Deciding Equations in the Time Warp Algebra
Sam van Gool, Adrien Guatto, George Metcalfe, Simon Santschi
TL;DR
This work establishes the decidability of the equational theory of the time warp algebra $\\mathbf W$, the involutive residuated lattice of join-preserving maps on $\\omega^+$. By introducing an elegant normal form using the predecessor operator $p$ and associating $\\mathbf W$ with an involutive residuated lattice via $f^\\star = f\\backslash p$, the authors reduce equation satisfaction to finite "diagrams" and a first-order satisfiability problem over $\\omega^+$. They further show the equational theory of $\\mathbf W$ coincides with that of a regular subalgebra $\\mathbf R$, enabling a practical decision procedure implemented in OCaml that leverages Z3. The results enable reliable reasoning about graded modalities in programming languages and suggest extensions to definable constants and relational semantics for these algebras.
Abstract
Join-preserving maps on the discrete time scale $ω^+$, referred to as time warps, have been proposed as graded modalities that can be used to quantify the growth of information in the course of program execution.

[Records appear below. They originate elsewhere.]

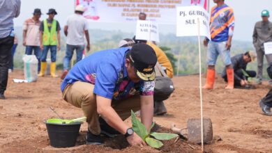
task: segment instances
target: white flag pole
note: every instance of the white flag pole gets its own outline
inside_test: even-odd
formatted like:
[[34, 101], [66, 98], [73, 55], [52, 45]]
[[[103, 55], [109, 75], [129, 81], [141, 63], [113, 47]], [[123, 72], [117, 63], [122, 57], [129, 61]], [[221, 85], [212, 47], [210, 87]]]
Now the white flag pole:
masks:
[[179, 76], [179, 61], [181, 59], [181, 51], [179, 51], [179, 58], [178, 58], [178, 64], [177, 64], [177, 68], [176, 68], [176, 75]]
[[200, 22], [199, 18], [197, 18], [197, 26], [198, 26], [198, 54], [199, 61], [199, 92], [200, 92], [200, 113], [201, 113], [201, 149], [204, 152], [204, 144], [203, 144], [203, 102], [202, 102], [202, 84], [201, 81], [201, 49], [200, 49]]
[[[74, 10], [75, 9], [75, 7], [77, 6], [77, 4], [76, 4], [77, 1], [76, 1], [77, 0], [74, 1]], [[74, 52], [74, 51], [73, 51], [73, 52]], [[72, 58], [71, 58], [72, 61], [70, 61], [71, 62], [70, 68], [72, 68], [72, 67], [74, 66], [74, 61], [75, 60], [75, 56], [74, 56], [74, 54], [73, 54]]]

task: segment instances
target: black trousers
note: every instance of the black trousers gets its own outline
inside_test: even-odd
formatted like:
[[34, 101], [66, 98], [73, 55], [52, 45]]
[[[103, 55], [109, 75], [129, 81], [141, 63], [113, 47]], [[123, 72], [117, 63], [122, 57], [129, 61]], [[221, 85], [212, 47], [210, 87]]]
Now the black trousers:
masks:
[[12, 60], [11, 47], [14, 43], [14, 37], [0, 38], [0, 94], [6, 89], [8, 78], [8, 67]]
[[[254, 78], [256, 76], [256, 72], [255, 71], [245, 71], [246, 73], [249, 75], [250, 77]], [[243, 71], [241, 69], [239, 69], [234, 72], [234, 73], [239, 76], [240, 78], [242, 78], [243, 79], [248, 80], [248, 77], [244, 76], [243, 74]], [[225, 81], [227, 82], [227, 75], [224, 77]], [[238, 79], [235, 79], [234, 77], [234, 86], [241, 86], [240, 81]]]
[[262, 99], [265, 105], [272, 107], [272, 89], [271, 89]]

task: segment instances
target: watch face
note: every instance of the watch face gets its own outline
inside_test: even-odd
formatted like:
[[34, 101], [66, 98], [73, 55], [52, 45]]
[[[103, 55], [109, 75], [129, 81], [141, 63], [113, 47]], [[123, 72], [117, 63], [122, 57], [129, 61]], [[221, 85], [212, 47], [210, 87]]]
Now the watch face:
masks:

The set of time warps forms a simple distributive involutive residuated lattice -- called the time warp algebra -- that is equipped with residual operations relevant to potential applications. In this paper, we show that although the time warp algebra generates a variety that lacks the finite model property, it nevertheless has a decidable equational theory. We also describe an implementation of a procedure for deciding equations in this algebra, written in the OCaml programming language, that makes use of the Z3 theorem prover.